PERUM Perhutani meraih kinerja cemerlang pada 2014. Penetapan Perum Perhutani sebagai induk (holding) BUMN kehutanan dinilai memberikan sumbangsih terhadap kenaikan penerimaan laba yang mencapai Rp 380 miliar.

“Kenaikan laba Perum Perhutani di 2014 cukup signifikan, meningkat 186% daripada di 2013,” tutur Direktur Utama (Dirut) Perum Perhutani Mustoha Iskandar, pekan lalu di Jakarta.

pembibitan hutan

Pada 2014, Perum Perhutani mencetak laba Rp380 miliar. Angka itu melesat jika dibandingkan dengan laba tahun-tahun sebelumnya, yaitu pada 2013 Rp207 miliar, pada 2012 mencapai Rp202 miliar, pada 2011 Rp149 miliar, dan di akhir 2010 Rp156 miliar.

Terhitung sejak 17 September 2014, sebanyak lima perusahaan di sektor kehutanan meliputi PT Inhutani I, PT Inhutani II, PT Inhutani III, PT Inhutani IV, dan PT Inhutani V resmi bergabung di bawah komando Perum Perhutani yang ditunjuk sebagai holding BUMN kehutanan.

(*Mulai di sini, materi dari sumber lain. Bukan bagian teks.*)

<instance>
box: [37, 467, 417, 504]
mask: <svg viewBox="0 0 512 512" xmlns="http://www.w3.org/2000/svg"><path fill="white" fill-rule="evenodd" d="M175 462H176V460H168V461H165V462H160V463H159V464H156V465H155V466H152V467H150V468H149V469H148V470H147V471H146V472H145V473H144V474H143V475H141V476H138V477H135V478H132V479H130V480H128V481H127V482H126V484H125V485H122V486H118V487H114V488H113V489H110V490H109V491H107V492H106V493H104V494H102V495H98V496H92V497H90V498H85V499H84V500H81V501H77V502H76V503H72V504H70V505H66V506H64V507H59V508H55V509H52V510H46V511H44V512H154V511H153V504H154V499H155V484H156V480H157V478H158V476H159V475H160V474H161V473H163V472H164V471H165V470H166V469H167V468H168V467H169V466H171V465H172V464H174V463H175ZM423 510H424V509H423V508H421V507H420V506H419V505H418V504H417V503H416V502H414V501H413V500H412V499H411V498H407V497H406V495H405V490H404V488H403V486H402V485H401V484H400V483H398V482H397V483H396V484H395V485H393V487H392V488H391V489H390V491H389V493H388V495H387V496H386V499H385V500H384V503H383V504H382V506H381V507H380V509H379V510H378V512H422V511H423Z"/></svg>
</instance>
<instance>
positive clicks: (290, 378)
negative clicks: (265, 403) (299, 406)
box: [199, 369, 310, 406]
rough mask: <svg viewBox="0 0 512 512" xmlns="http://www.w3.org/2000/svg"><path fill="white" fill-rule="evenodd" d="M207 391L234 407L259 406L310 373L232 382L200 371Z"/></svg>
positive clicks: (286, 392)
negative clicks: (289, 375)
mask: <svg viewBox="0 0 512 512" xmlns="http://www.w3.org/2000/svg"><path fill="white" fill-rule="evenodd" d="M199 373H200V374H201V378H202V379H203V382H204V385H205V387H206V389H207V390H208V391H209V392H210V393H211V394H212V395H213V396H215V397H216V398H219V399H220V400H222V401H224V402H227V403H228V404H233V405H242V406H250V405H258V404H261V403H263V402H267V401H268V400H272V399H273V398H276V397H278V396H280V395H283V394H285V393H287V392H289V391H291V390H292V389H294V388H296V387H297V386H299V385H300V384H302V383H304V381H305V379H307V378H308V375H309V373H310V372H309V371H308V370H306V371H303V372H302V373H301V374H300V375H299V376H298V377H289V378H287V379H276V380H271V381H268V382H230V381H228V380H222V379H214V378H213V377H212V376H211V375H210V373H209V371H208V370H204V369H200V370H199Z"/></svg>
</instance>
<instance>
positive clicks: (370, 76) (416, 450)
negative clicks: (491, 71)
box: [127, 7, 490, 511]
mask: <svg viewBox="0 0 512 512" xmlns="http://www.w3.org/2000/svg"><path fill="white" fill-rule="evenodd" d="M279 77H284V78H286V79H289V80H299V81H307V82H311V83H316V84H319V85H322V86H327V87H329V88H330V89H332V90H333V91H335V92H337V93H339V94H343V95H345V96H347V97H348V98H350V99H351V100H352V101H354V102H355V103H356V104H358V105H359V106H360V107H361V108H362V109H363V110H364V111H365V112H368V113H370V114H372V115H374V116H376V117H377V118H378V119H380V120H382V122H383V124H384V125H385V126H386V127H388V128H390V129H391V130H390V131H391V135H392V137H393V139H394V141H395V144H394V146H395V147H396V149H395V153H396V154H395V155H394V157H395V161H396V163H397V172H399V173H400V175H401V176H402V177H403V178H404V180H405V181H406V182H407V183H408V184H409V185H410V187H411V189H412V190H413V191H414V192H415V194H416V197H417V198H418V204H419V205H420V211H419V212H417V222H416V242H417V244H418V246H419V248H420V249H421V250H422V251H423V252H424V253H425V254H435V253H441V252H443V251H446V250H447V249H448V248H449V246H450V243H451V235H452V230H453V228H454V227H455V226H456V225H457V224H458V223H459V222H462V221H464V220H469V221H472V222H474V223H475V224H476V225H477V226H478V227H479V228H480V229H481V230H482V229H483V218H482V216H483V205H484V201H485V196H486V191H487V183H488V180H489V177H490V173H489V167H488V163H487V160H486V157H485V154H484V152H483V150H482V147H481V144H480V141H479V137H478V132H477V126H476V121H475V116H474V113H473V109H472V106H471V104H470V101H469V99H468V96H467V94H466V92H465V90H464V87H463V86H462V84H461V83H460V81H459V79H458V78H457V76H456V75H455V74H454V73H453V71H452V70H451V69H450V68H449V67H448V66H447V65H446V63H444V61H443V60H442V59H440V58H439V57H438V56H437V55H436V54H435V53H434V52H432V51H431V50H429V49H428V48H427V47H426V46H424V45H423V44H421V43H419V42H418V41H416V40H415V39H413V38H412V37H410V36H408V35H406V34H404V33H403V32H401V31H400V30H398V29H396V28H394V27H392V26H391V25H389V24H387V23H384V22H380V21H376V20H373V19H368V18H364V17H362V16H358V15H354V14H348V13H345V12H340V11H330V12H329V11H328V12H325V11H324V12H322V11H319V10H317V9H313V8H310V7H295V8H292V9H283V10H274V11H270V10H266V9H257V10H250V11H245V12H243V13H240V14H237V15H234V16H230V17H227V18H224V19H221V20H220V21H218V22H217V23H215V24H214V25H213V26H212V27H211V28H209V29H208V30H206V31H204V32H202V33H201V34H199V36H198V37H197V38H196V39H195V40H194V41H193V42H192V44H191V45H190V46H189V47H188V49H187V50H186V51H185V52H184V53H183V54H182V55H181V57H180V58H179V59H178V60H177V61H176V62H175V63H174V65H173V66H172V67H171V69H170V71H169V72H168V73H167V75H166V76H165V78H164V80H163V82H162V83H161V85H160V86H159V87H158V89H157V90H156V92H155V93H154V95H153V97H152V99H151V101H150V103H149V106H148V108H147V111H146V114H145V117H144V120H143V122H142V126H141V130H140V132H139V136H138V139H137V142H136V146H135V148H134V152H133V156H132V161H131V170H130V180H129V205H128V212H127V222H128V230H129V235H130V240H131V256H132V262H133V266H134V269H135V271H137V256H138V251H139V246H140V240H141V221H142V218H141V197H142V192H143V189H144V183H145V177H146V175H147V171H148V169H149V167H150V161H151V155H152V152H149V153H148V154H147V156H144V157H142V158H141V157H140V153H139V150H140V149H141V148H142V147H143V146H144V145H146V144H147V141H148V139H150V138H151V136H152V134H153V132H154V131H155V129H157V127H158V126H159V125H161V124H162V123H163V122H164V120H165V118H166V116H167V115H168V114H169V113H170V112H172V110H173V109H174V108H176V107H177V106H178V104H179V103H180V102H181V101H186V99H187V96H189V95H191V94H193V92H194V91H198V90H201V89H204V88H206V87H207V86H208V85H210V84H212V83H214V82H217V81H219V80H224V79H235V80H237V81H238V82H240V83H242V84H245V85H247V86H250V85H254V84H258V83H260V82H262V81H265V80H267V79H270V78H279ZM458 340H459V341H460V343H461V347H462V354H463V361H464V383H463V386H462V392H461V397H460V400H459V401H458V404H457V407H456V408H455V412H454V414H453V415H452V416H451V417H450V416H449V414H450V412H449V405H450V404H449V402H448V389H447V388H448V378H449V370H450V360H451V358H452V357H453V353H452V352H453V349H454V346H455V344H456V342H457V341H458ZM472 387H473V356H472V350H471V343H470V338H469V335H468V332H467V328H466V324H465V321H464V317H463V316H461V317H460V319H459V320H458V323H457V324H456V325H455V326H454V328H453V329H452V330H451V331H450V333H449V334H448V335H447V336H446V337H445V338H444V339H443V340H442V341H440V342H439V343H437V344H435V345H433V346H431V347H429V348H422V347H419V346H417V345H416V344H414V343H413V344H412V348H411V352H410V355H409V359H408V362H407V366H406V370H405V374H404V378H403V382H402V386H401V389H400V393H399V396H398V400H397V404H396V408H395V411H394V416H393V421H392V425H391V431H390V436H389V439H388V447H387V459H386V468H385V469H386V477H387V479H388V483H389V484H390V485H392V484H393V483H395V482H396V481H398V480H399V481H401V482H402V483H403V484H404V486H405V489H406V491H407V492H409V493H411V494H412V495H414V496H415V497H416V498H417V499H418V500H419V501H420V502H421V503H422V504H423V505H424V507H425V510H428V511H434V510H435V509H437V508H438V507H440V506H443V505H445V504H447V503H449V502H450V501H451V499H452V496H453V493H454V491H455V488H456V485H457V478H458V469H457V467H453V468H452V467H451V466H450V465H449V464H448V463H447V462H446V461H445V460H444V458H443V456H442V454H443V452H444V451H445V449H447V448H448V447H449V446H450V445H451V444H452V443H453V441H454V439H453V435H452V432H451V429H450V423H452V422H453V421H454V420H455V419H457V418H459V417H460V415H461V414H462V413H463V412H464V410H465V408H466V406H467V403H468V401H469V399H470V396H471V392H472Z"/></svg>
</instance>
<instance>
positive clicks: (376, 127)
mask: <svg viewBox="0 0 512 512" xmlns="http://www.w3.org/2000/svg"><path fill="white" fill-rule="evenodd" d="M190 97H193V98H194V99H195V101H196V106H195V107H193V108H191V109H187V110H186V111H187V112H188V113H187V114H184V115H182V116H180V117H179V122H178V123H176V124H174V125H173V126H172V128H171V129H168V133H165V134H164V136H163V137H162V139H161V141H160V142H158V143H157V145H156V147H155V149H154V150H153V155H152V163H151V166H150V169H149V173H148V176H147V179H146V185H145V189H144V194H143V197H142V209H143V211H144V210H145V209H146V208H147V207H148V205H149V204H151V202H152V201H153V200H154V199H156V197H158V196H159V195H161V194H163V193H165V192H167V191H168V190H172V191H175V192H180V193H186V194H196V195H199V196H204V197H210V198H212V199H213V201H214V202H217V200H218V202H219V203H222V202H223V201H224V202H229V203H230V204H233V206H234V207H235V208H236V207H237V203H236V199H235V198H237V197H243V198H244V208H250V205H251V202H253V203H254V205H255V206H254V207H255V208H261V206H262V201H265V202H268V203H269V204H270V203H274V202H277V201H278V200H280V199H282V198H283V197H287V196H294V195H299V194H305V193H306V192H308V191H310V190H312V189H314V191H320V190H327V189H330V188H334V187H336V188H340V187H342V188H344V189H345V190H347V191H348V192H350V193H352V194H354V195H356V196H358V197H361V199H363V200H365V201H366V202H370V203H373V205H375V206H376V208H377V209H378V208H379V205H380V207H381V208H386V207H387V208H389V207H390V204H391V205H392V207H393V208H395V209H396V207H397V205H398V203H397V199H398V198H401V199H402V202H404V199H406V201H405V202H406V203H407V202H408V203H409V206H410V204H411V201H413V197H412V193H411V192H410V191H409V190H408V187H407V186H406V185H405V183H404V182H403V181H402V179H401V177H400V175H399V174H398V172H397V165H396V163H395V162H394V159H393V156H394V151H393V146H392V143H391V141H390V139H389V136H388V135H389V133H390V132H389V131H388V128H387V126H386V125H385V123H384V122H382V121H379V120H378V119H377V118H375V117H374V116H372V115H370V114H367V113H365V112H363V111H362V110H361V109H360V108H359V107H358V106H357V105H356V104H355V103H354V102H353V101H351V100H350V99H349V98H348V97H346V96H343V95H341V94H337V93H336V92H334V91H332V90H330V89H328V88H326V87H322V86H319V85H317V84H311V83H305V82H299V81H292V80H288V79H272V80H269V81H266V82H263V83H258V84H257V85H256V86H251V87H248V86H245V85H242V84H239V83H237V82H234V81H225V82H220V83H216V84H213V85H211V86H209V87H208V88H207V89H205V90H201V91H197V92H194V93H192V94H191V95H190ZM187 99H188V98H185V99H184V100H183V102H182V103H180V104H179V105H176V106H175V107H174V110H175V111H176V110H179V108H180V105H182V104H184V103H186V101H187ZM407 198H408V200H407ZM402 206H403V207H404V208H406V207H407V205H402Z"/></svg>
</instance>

“Praktis ada delapan anak perusahaan di bawah Perhutani. Tiga sebelumnya yang bergabung lebih dulu yaitu PT Perhutani Anugerah Kimia (PAK), PT Palawi Resosis, dan PT BUMN HL,” imbuh Mustoha.

Kendati laba perusahaan diklaim melonjak drastis, ia mengungkapkan penjualan volume kayu lebih rendah ketimbang tahun sebelumnya. Alih-alih dikira rugi, pihaknya mengaku memperoleh keuntungan.

“Karena kami selektif menebang pohon, tentu kualitasnya jadi lebih baik. Makanya harga jualnya bisa dinaikkan rata-rata sekitar 130%,” ucapnya.

Faktor itu diakuinya turut mendongkrak pendapatan perusahaan 25% menjadi Rp2,15 triliun pada 2014 jika dibandingkan dengan pendapatan tahun sebelumnya sebesar Rp1,7 triliun.

Pada kesempatan yang sama, Direktur Keuangan Perum Perhutani Morgan Sharif Lumban Batu menambahkan, setelah Perhutani ditetapkan holding di bidang kehutanan, pihaknya perlu mengubah sistem perusahaan menjadi lebih modern.

“Salah satunya pembatasan transaksi tunai yang kami alihkan transaksi online,” tukasnya.